= John Butler (American football executive) =

American football executive (1946–2003)

John Butler (1946 – April 11, 2003) was a National Football League (NFL) general manager of the Buffalo Bills and the San Diego Chargers.

A native of Chicago, Butler spent four years in the Marines and saw active duty in Vietnam during the Vietnam War. After his discharge, he enrolled at San Bernardino Junior College, then went to the University of Illinois, where he played one season on the offensive line before a knee injury cut short his playing career.

Butler's first NFL job was as a scout for the Chargers in 1985. He joined the Bills in 1987 as the personnel director, then became the team's general manager in 1993. He was in Buffalo's front office for all of its record four straight trips to the NFL championship game from 1991 to 1994. The Bills lost all of those Super Bowls. During his tenure there, the Bills went to the playoffs 10 times and had a record of 140–83.

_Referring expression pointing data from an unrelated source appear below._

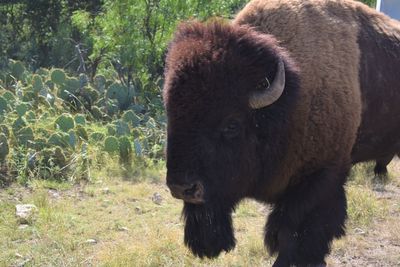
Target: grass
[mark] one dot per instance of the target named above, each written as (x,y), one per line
(114,222)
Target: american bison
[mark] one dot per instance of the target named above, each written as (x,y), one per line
(276,106)
(381,164)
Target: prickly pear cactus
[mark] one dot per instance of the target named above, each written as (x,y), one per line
(21,109)
(121,128)
(17,69)
(59,156)
(25,136)
(81,132)
(58,76)
(125,149)
(65,122)
(4,148)
(130,117)
(40,144)
(42,72)
(4,130)
(72,139)
(111,107)
(97,113)
(57,139)
(80,119)
(111,129)
(89,94)
(18,124)
(10,97)
(111,144)
(49,84)
(72,85)
(96,137)
(37,83)
(30,116)
(3,105)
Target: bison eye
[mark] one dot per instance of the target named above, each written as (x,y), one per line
(232,129)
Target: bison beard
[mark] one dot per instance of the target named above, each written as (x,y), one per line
(208,229)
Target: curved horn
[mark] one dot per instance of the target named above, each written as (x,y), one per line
(269,95)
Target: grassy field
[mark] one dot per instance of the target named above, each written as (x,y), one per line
(116,222)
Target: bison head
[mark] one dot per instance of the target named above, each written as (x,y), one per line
(226,100)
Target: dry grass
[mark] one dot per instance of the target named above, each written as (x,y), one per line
(131,230)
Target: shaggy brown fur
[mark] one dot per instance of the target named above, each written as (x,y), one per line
(322,38)
(297,152)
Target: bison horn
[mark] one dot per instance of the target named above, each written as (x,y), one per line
(269,95)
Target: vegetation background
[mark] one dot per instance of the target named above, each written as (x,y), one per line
(82,133)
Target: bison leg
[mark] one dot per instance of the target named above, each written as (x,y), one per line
(304,222)
(381,163)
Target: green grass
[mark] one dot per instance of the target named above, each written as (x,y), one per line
(131,230)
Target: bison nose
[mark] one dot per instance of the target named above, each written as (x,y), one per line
(192,193)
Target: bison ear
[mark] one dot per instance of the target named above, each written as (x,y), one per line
(272,92)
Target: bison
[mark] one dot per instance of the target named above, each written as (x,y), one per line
(276,106)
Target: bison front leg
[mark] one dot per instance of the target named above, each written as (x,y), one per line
(307,218)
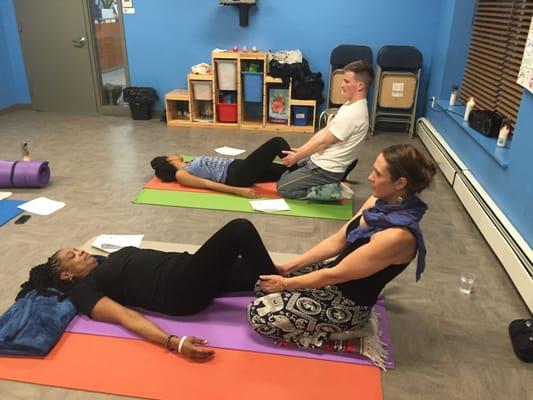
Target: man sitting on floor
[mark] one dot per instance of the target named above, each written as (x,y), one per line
(332,149)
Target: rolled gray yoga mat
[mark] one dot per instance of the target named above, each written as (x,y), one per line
(24,173)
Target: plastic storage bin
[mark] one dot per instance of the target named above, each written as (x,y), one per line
(278,107)
(202,90)
(252,83)
(140,100)
(227,112)
(227,74)
(300,115)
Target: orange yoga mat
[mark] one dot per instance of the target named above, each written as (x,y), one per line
(137,368)
(265,189)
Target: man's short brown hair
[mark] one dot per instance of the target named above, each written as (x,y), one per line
(362,70)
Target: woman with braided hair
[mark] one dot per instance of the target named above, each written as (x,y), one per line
(170,283)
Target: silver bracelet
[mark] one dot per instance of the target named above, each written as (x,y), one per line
(180,345)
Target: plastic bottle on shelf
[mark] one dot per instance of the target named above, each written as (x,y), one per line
(453,95)
(504,134)
(469,106)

As Buffalo's personnel director, he was known for finding big talent at small colleges, such as wide receiver Don Beebe of Chadron State and defensive end Phil Hansen of North Dakota. He drafted Marcellus Wiley out of Columbia, then signed him as a free agent after he had taken over the Chargers in January 2001.

Butler built the foundation for San Diego's offense by drafting running back LaDainian Tomlinson and quarterback Drew Brees. San Diego went 5–11 and 8–8 in Butler's two seasons, improving from 1–15 the year before Butler's arrival.

Butler died of lymphoma on April 11, 2003. He was 56.